Mecz rozpoczęły gospodynie. Os pierwszych sekund piłkarki GieKSy podskoczyły do pressingu i kilkanaście sekund po pierwszym gwizdku na połowie rywala piłkę zdobyła Karolina Bednarz, odegrała do Gabrieli Grzybowskiej, a ta dograła prostopadłą piłkę górą na głowę Nicoli Brzęczek, jednak bramkarka sobie poradziła. Pierwsze przewinienie w spotkaniu miało miejsce w 4. minucie – Klaudia Maciążka została nieprzepisowo potraktowana przy walce o piłkę w środku boiska. Wysoki pressing GieKSy znowu zadziałał, a piłkę po krótkim rozegraniu przez bramkarkę na wysokości pola karnego przejęła ponownie Bednarz, zagrała dwójkowo na skrzydle z Maciążką. Ekipa z Gdańska miała w tym meczu ogromne problemy z wyjściem z własnej połowy, ponownie piłkarki w żółtych koszulkach przejęły piłkę na skrzydle na wysokości pola karnego rywalek. W 10. minucie Kinga Kozak przecięła podanie obrończyni, dograła w pole karne do Brzęczek, bramkarka niepewnie sparowała piłkę przed siebie i z piątego metra do bramki wbiła ją Maciążka – 1:0 dla GieKSy! Napastniczka Gdańska przejęła piłkę w polu karnym Kingi Seweryn po niepewnym przyjęciu Nieciąg, podjęła jednak decyzję o strzale z ostrego kąta i nasza bramkarka nie miała problemu ze złapaniem piłki. Rzut rożny wykonywała Bednarz, a piłkę na 11. metrze uderzyła głową Aleksandra Nieciąg. Bramkarka jednak sparowała strzał w bok i zażegnała niebezpieczeństwa. W 23. minuta w pole karne dogrywała Kaczor, piłka została jednak oddelegowana w kierunku środku boiska. Akcję w drugim tempie zakończyła strzałem Kozak z rogu pola karnego, ale wywalczyła tylko rzut rożny. Maciążka po pressingu odebrała piłkę i solowo pociągnęła akcję, zabawiając się przy tym w polu karnym z trzema obrończyniami. Ostatecznie jednak fatalnie przestrzeliła z 3. metra. GieKSa dalej naciskała, po kolejnym przejęciu piłki swojego szczęścia spróbowała Grzybowska, która petardą spoza pola karnego obiła poprzeczkę bramki Marty Michlewicz. Kozak otrzymała piłkę przed polem karnym (po przejęciu jej wcześniej przez nasze zawodniczki), fantastycznie obróciła się z rywalką na plecach i wypuściła w pole karne Turkiewicz. Niestety ta w sytuacji 1 na 1 przestrzeliła. Po dośrodkowanie z rzut wolnego przez Kaczor zakotłowało się w polu karnym rywalek. Na murawę padła Maciążka, a sędzina wskazała na 11. metr. Do „jedenastki” podeszła niezawodna Marlena Hajduk. Uderzyła przy lewym słupku i podwyższyła prowadzenie GieKSy. Chwilę później sędzina zakończyła pierwszą połowę.

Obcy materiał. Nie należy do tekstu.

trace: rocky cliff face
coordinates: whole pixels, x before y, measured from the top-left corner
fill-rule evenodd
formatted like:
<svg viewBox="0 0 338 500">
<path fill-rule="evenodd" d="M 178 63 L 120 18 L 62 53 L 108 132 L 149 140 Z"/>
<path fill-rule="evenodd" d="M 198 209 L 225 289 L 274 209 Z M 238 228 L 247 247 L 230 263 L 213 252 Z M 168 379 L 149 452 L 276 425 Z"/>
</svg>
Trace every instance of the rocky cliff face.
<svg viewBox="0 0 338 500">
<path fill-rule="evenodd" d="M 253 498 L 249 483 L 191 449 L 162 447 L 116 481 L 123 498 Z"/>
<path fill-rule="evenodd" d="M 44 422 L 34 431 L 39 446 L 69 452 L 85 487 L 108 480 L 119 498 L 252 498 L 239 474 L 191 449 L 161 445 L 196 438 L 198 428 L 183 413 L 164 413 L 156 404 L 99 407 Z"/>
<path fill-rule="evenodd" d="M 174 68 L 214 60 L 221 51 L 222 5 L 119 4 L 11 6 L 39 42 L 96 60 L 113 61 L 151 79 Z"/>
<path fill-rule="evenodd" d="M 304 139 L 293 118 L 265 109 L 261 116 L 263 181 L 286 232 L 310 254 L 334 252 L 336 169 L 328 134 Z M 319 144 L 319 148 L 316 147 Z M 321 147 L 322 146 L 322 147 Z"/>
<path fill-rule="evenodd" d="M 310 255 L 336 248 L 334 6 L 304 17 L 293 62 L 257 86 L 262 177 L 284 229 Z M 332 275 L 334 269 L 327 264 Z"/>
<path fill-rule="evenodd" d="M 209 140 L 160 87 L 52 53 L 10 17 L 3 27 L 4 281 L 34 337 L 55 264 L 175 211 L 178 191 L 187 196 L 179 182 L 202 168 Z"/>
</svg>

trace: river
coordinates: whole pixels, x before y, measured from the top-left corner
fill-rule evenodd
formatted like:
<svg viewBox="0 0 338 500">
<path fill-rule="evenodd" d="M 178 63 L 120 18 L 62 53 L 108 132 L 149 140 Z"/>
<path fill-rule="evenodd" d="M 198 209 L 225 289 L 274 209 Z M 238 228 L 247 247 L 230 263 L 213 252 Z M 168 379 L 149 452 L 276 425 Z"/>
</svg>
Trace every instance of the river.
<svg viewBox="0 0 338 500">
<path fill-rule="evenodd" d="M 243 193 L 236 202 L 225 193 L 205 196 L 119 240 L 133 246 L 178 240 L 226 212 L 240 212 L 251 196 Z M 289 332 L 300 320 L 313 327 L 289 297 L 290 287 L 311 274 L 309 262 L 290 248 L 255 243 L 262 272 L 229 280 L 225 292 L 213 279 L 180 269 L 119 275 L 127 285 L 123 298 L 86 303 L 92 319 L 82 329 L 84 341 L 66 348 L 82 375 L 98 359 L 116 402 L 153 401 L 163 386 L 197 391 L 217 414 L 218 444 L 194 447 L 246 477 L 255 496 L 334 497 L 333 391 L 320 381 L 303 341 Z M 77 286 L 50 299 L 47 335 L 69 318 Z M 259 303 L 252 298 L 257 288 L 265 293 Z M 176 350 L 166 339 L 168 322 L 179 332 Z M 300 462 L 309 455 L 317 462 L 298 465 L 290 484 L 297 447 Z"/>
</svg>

Do drugiej połowy obie ekipy podeszły w niezmienionych jedenastkach, katowiczanki rozpoczęły szybkim atakiem zatrzymanym jednak w zarodku. Piłka po niepewnym wybiciu z pola karnego GieKSy wylądowała na 16. metrze – po strzale z półwoleja przytomną interwencją popisała się Seweryn. W 50. minucie Maciążka pobiegła w kierunku bramki Gdańska, położyła dwie zawodniczki na skrzydle, piłka jednak końcowo została jej wybita na rzut rożny. Stagnacja w spotkaniu została przerwana podwójną zmianą w zespole gości. Boisko opuściły Kinga Kozak i Karolina Bednarz, a w ich miejsce weszły Amelia Bińkowska i Julia Włodarczyk. Tempo od razu przyspieszyło – w 65. minucie piłkę w polu karnym rywali otrzymała wcześniej wspomniana Bińkowska, jednak nie zgasiła wystarczająco piłki, a akcję zażegnała obrończyni ekipy z Gdańska. Piłka trafiła do Klaudii Fabovej, która z 14. metra oddała precyzyjny strzał w kierunku długiego słupka, ale świetnie zachowała się Kinga Seweryn. Pierwsza bardzo groźna akcja katowiczanek w drugiej połowie miała miejsce, kiedy Turkiewicz z linii końcowej dograła piłkę w głąb pola karnego do Brzęczek na pustą bramkę, jednak rywalka zdjęła jej piłkę z nogi. W 78. minucie Turkiewicz dośrodkowała w pole karne do Brzęczek, ale ta fatalnie przestrzeliła z dwóch metrów nad poprzeczką. Następne 10 minut upłynęło pod znakiem niecelnych strzałów zawodniczek AP Orlenu, które bardzo próbowały zagrozić Klaudii Seweryn, ale nie potrafiły trafić w światło bramki. W końcówce spotkania piłkarki w żółtych koszulkach znowu odzyskały wigor i próbowały podwyższyć wynik, ale bramka rywalek wydawała się zaczarowana i niezależnie od strzału, nic nie potrafiło wpaść do siatki. Do końca spotkania nie wydarzyło się nic wartego uwagi. Wyjazd zakończony sukcesem – GieKSa pokonała AP Orlen 2:0!


28.09.2023, Gdańsk
AP ORLEN Gdańsk – GKS Katowice 0:2 (0:2)
Bramki: Maciążka (10), Hajduk (45-k).
AP ORLEN Gdańsk: Michlewicz – Christon, Szewczuk, Derus, Fabova, Kołodziejek, Siwińska, Furmaniak, Tarnawska, Łapińska, Ignatowicz.
GKS Katowice:  Seweryn – Słowińska (89. Nowak), Hajduk, Nieciąg – Bednarz (63. Włodarczyk), Grzybowska, Kaczor (90. Langosz), Turkiewicz –  – Maciążka, Brzęczek (90. Kulig), Kozak (63. Bińkowska).
Żółte kartki: Kołodziejek, Łapińska, Fabova – Koch.
Sędzia główna: Kataryna Lisiecka-Sęk.

Portal GieKSa.pl tworzony jest od kibiców, dla kibiców, dlatego zwracamy się do Ciebie z prośbą o wsparcie poprzez:

a/ przelew na konto bankowe:

SK 1964
87 1090 1186 0000 0001 2146 9533

b/ wpłatę na PayPal:

E-mail: [email protected]

c/ rejestrację w Superbet z naszych banerów.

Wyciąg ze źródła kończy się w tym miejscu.